1943年3月13日から3月14日にかけて行われたクラクフ・ゲットーの解体もゲートが陣頭指揮をとっており、大勢のユダヤ人を殺害しつつ、働ける者は自らの強制収容所へと移送した。1943年7月には東部(ポーランド)親衛隊及び警察高級指導者フリードリヒ・ヴィルヘルム・クリューガーSS大将とクラクフ親衛隊及び警察指導者ユリアン・シェルナーSS准将から推薦を受けて二階級特進があり、親衛隊大尉 (SS-Hauptsturmführer) となった[16][18]。
所長になったばかりの1943年春から夏にかけてはプワシュフ収容所は、ゲートの限界を知らぬ恣意的な殺戮によって支配されたという[19]。身長193cm、体重120kgの巨漢であったゲートは、すぐにサディスト的性向を示し、毎朝狙撃銃で囚人を狙撃するなど恣意的殺人を行った。ゲートの命令一つで囚人に襲いかかる二頭の飼い犬(グレートデンの「ロルフ」とシェパードとシベリアオオカミの雑種という「ラルフ」)をよく連れ回し、囚人を襲わせる事も多かった[20]。ゲートに直接殺害された囚人は500人以上にのぼり、そのため「プワショフの屠殺人」というあだ名をつけられることになった。
囚人を処刑したのちはその記録を逐一記録カードに収めた。これはその親類も残さず抹殺するという目的があり、収容所に不満分子が残ることを恐れたための措置であった[21]。しかしプワシュフ収容所が親衛隊経済管理本部 (WVHA) 管轄の強制収容所 (Konzentrationslager) となった1944年1月以降にはゲートも恣意的な射殺を控えざるを得なくなったという。親衛隊経済管理本部は看守が奴隷労働力たる強制収容所囚人を恣意的に殺害することに目を光らせており、囚人の処刑・拷問には本部の許可を得ることを義務付けていたからである[22]。

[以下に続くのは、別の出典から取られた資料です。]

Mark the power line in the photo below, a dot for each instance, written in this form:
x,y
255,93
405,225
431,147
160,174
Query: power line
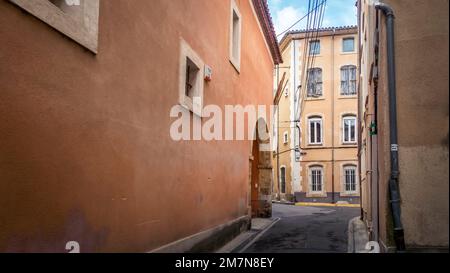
x,y
306,15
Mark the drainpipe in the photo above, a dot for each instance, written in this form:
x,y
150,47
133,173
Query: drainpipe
x,y
393,181
333,199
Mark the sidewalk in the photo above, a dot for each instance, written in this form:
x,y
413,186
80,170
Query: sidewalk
x,y
306,204
357,236
245,239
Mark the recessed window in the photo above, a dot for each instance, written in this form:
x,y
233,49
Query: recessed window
x,y
349,129
348,80
315,130
348,45
350,179
191,79
316,179
283,179
78,19
314,47
314,82
235,36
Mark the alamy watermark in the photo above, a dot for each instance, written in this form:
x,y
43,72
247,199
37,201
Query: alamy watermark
x,y
216,124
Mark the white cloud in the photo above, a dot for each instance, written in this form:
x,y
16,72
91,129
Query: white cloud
x,y
286,17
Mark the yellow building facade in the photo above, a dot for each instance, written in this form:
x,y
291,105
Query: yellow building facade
x,y
317,135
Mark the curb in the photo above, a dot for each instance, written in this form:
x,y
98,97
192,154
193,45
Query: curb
x,y
252,239
305,204
358,236
284,203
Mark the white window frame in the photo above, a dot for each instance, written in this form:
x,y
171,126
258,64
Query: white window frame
x,y
344,173
194,104
285,138
350,141
235,40
350,66
310,71
310,52
285,179
82,29
315,120
311,185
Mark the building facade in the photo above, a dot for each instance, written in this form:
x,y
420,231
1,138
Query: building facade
x,y
89,95
403,105
318,116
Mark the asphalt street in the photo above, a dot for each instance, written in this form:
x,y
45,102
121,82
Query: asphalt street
x,y
306,230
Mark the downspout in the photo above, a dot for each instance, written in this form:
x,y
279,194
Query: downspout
x,y
278,139
360,122
333,201
393,181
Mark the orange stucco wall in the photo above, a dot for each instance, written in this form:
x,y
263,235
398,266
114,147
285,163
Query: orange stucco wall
x,y
85,149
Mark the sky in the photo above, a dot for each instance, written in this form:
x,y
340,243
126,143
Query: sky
x,y
287,12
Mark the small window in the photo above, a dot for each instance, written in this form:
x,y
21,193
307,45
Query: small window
x,y
316,179
350,179
315,130
283,179
314,47
348,80
314,82
191,79
349,129
235,36
77,19
348,45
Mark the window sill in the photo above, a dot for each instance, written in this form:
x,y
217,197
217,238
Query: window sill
x,y
347,97
350,194
351,144
315,144
316,195
315,99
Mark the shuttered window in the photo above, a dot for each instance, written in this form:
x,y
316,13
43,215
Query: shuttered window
x,y
348,80
350,179
315,83
316,179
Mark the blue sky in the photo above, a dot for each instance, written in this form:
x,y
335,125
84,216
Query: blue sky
x,y
287,12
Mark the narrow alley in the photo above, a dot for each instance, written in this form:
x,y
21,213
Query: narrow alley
x,y
306,230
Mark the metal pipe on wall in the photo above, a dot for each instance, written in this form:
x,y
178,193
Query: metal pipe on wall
x,y
394,189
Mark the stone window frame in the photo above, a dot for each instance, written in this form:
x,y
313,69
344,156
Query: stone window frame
x,y
349,67
316,50
285,138
313,71
344,117
343,191
310,192
315,117
285,179
83,30
194,104
235,61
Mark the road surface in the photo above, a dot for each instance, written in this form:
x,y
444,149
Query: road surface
x,y
306,230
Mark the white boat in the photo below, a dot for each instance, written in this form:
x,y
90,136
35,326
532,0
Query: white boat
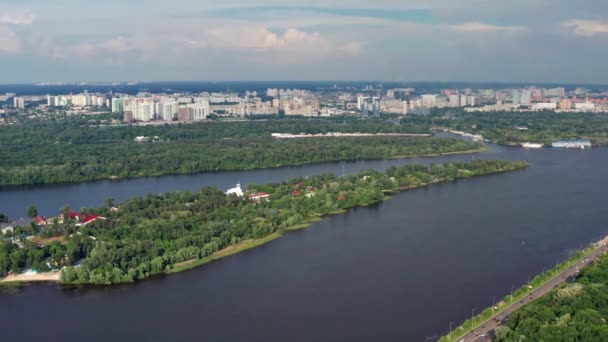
x,y
532,145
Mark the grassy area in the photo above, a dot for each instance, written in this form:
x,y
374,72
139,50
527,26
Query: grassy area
x,y
489,313
240,247
440,154
243,246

1944年4月20日には武装親衛隊予備役の親衛隊大尉となり、これによりゲートは軍人の将校に列した。ゲートはこれを大いに喜び、親衛隊人事本部長マクシミリアン・フォン・ヘルフ親衛隊大将からの辞令を自慢げに見せて回ったという[16]。
ゲートは国庫に収められるべきユダヤ人から没収した財産を横領しており、その金で豪勢に暮していた。屋敷でパーティー三昧の生活を送り、毎週新しい靴を作らせ、自家用馬や自家用車を数台所有していた[23]。プワシュフ収容所はブラシ、ガラス製品、繊維製品、靴の製造を行っていたが、いずれも戦争遂行に絶対的に必要な物とは言えなかったため、この収容所は常に閉鎖の危険があった。しかしまるまると肥っており、重い糖尿病を患っていたゲートは前線に送られることを嫌がり、なんとか贅沢三昧な生活を続けようとプワシュフ収容所の存続に努力していた[24]。プワシュフ収容所は拡張を続け、1944年夏の時点では2万4000人のユダヤ人囚人と少数のポーランド人囚人を抱えていた[25]。

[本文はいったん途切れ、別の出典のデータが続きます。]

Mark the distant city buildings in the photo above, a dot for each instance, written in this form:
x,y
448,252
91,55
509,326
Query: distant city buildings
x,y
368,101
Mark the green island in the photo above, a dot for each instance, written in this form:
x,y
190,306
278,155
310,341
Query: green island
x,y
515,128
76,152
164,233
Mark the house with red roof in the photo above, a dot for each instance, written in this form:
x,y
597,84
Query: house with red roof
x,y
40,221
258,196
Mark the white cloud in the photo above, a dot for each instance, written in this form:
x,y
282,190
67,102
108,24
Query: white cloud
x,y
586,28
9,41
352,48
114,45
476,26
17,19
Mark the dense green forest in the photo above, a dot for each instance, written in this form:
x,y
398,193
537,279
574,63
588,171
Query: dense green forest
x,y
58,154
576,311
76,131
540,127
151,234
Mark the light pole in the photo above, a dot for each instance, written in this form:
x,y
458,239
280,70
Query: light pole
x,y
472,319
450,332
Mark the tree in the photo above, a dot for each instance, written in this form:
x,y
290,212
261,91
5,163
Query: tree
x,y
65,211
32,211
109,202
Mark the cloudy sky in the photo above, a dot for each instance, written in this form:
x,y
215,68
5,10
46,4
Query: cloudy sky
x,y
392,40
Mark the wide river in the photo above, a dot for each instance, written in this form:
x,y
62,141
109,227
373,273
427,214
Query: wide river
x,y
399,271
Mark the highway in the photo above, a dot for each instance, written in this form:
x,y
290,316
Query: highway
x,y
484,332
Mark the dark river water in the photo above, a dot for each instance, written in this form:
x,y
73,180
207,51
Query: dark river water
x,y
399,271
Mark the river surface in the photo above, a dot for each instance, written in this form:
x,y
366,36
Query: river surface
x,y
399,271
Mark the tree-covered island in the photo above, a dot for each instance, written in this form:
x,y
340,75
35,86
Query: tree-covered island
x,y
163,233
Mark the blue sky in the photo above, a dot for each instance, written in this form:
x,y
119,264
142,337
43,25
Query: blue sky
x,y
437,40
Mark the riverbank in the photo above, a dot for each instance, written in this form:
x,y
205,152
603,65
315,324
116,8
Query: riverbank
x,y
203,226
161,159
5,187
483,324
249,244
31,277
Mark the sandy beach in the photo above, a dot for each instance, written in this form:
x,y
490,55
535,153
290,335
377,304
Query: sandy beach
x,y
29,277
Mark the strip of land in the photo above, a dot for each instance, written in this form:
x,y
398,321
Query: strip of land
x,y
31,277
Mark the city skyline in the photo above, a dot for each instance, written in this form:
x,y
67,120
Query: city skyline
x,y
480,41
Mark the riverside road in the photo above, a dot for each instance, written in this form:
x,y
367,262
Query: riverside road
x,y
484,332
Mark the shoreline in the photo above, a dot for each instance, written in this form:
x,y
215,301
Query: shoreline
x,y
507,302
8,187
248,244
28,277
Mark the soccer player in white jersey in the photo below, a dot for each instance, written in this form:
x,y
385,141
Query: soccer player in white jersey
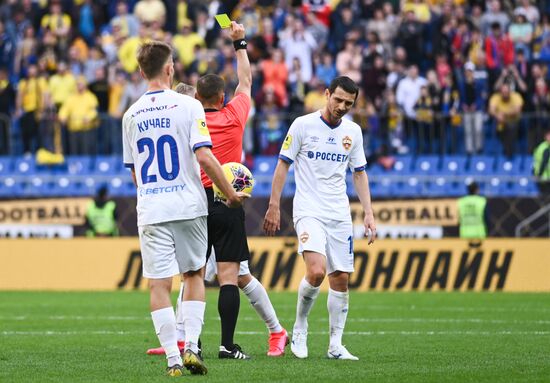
x,y
165,138
322,145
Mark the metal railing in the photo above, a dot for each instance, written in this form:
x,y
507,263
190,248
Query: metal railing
x,y
538,216
442,135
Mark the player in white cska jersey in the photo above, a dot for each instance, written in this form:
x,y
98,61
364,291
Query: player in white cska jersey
x,y
165,139
322,146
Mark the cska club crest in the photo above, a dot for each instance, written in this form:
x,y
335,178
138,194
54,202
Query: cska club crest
x,y
346,142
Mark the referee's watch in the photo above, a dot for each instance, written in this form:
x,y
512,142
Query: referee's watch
x,y
239,44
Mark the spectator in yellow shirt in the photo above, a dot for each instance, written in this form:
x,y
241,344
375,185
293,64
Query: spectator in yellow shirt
x,y
185,43
149,11
315,98
128,50
28,106
79,114
62,84
57,22
505,107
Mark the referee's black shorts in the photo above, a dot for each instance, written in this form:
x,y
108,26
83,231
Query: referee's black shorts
x,y
226,231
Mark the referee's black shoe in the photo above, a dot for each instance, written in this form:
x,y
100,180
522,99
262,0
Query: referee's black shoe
x,y
235,353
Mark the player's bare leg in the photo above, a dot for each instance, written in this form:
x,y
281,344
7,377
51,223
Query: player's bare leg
x,y
179,326
257,295
307,294
192,308
338,304
228,308
164,321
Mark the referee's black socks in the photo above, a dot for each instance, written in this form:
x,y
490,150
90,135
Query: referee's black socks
x,y
229,303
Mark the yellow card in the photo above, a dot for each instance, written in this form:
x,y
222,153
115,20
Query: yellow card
x,y
223,20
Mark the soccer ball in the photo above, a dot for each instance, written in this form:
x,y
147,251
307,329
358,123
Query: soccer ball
x,y
238,176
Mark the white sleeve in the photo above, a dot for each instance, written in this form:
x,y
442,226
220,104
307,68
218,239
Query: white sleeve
x,y
357,159
199,135
292,143
127,155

ゲートは部下の親衛隊員に対しても冷酷に接し、ささいな罪状で親衛隊の規律委員会や警察に引き渡した。さらに自身はおおっぴらに闇取引を行った。彼の部下の親衛隊員たちは我慢の限界に達し、親衛隊捜査判事である親衛隊中佐コンラート・モルゲン博士に訴状を送るに至った。その中には「我が軍の兵士が東部戦線で死んでいるのに、ゲートはパシャのように暮らしている」と書いてあった[26]。
1944年9月13日、休暇中で故郷ウィーンに帰っていたゲートは、コンラート・モルゲン博士によって横領容疑と囚人虐待容疑により現地で逮捕された[27]。ルブリン強制収容所所長ヘルマン・フロアシュテットやブーヘンヴァルト強制収容所所長カール・オットー・コッホも同罪によりモルゲン博士によって逮捕され、処刑されている。
1945年初頭に証拠不十分でミュンヘンの裁判所はゲートに無罪判決を出しているが、ゲートは親衛隊から除隊することとなった[28]。またこの間の拘置所生活でゲートはだいぶ痩せた[29]。
1945年1月にはブリュンリッツ のオスカー・シンドラーの工場を訪問している。シンドラーは怯えるユダヤ人たちに「何も心配することはない。彼はもはや単なる民間人にすぎない。」と述べて安心させたという[30][31]。
ダッハウ強制収容所の跡地に設けられた捕虜収容所に収容されたゲートは、ドイツ国防軍の制服に着替え、アメリカ軍に対し自分は復員兵であると申告した。しかし正体がばれ、アウシュヴィッツ強制収容所所長のルドルフ・ヘスと共にポーランドに護送された。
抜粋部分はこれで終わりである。